The $US5.1 billion for the International Bank for Reconstruction and Development, which lends to governments, is the paid-in part of a total $US86.2 billion capital increase. The difference between the two is callable capital, or money countries would have to disburse if the institution were in danger of defaulting.
The bank’s private investment arm, the International Finance Corp., for which the bank initially saw a need for as much as $US2.4 billion, will get a cash injection of $US200 million as part of the shift in voting rights.
The increase in developing countries’ clout was agreed by Group of 20 leaders at a meeting in Pittsburgh last year. Their voting power will rise by 3.1 percent at the IBRD unit and 6.1 percent at the IFC, the bank said.
China’s voting rights at the IBRD will increase to 4.42 percent from 2.77 percent. Korea’s will rise to 1.57 percent from 0.99 percent. Among those with a falling share are France and the U.K, both going to 3.75 percent from 4.17 percent.
“It looks like we’ll have a more representative World Bank, with countries like China being given a bigger say, but poor countries are still effectively shut out,” Elizabeth Stuart, a spokeswoman for aid organization Oxfam International, said in a statement.
Of 47 countries in sub-Saharan Africa, only Sudan gained in voting rights, and more than a third lost some, according to Oxfam.
Payments for the capital increase still have to be approved by countries’ parliaments.
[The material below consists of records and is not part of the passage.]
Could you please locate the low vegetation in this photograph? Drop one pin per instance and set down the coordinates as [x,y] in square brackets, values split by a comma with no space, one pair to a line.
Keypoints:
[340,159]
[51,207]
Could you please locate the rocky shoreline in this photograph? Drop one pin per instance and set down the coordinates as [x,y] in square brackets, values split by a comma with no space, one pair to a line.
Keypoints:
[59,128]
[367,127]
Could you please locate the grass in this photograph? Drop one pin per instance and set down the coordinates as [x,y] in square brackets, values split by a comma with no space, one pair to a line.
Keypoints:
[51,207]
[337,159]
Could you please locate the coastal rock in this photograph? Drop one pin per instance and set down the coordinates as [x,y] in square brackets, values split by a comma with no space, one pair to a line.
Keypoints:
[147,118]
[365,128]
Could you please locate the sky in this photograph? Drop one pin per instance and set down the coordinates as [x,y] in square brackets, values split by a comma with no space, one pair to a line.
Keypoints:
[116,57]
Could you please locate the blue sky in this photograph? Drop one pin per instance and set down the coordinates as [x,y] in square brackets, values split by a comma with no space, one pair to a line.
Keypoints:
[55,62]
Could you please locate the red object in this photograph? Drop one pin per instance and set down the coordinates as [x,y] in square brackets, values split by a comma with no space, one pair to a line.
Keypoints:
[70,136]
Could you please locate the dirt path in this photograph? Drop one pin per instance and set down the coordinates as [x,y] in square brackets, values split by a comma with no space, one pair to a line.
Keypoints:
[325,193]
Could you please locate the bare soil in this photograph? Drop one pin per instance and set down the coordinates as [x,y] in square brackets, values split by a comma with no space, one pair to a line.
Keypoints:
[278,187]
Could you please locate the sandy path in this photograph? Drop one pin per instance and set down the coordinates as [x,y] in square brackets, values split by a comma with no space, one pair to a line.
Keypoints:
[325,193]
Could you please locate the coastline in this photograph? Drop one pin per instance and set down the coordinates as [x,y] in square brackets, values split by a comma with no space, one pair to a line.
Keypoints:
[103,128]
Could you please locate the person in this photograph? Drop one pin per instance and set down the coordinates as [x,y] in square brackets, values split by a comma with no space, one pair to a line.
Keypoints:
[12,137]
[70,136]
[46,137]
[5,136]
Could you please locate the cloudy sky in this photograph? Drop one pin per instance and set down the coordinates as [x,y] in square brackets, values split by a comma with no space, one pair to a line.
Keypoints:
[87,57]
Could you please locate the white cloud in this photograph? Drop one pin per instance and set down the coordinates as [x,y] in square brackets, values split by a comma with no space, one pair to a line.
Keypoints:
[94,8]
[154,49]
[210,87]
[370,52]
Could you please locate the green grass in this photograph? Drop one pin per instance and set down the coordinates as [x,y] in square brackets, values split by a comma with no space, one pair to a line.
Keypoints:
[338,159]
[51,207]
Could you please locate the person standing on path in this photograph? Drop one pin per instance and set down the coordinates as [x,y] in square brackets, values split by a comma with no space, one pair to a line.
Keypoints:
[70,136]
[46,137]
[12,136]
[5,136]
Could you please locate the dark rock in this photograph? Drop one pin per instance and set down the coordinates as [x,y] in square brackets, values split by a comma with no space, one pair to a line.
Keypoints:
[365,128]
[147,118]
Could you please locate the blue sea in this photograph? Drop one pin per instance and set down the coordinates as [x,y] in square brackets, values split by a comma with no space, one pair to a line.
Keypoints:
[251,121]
Zoellick said he has found initial support among US lawmakers, while acknowledging the process won’t be easy.
“There’s going to be a battle in Congress over the general capital increase,” said Beatrice Edwards, the International program director at the Government Accountability Project, a Washington-based watchdog group, pointing to a report by the staff of US Senator Richard Lugar of Indiana, the top Republican at the Foreign Relations Committee.
“Any new capital increase should be approved only after the relevant institution has formally agreed to a reform agenda and begun to implement it,” said the report, which called for changes at international financial institutions.